It’s halfway through class and some of the students are starting to dose off. Heck – even you feel like your lesson plan is getting a bit stale! Time to breathe life back into your class with a couple short activities to get students up and moving.
Do as I Say, Not as I Do
One of my favorite activities is a little twist on the old classic “Simon Says.” Have students stand up and instruct them to “touch your head,” “touch your knees,” “touch your nose,” etc. while simultaneously following those actions.
After the students have warmed up a bit, try to throw them off by touching a different part of your body then the one you instruct them to. For example say, “touch your shoulders” but put your hands on your knees. See how many of the students catch on and praise those students. After a few moments, do correct yourself by touching the correct body part so that any confused students will catch on.
Continue this until all of the students realize to do as you say, instead of follow your actions. This activity always gets a few giggles and is a quick way to regain everyone’s attention.
Sit Down If….
Another quick game I use to revive a stale class is “Sit Down If…” which can be a great way to practice new vocabulary.
Again, I’ll have all of the students stand up and then give them instructions to “sit down if…” they have certain attributes. For example, if you are teaching colors, ask them to sit down if their favorite color is pink, then blue, then green, etc.
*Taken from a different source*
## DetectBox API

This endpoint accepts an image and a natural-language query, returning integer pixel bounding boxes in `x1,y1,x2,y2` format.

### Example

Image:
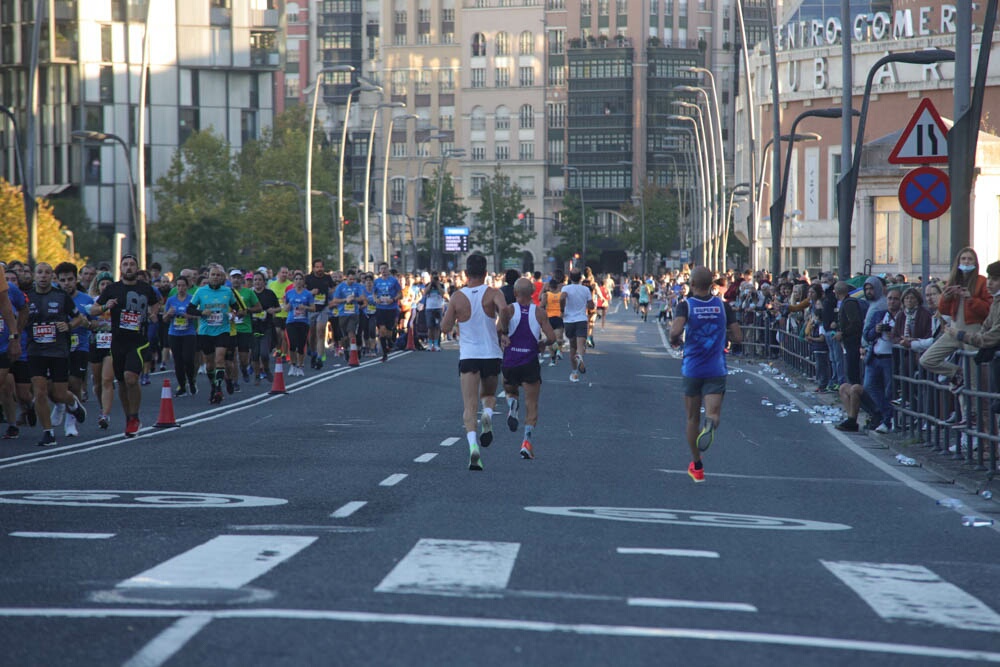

Once most of the kids are seated, have them all stand up again for one more round. Get creative and silly with this activity!
Unfortunately, most classrooms are not yet equipped with built-in Starbucks, but these mid-class activities should have the same effect. It is important to keep them brief and not allow students to stray too far from their seats so that lessons can quickly be resumed after. If possible, include target vocabulary for the day, but a bit of review is OK too.
The main point of these activities is to get all of the students standing up and paying attention to you, their teacher. This will refocus them on what you are saying and wake them up from their naps, much like a quick shot of espresso.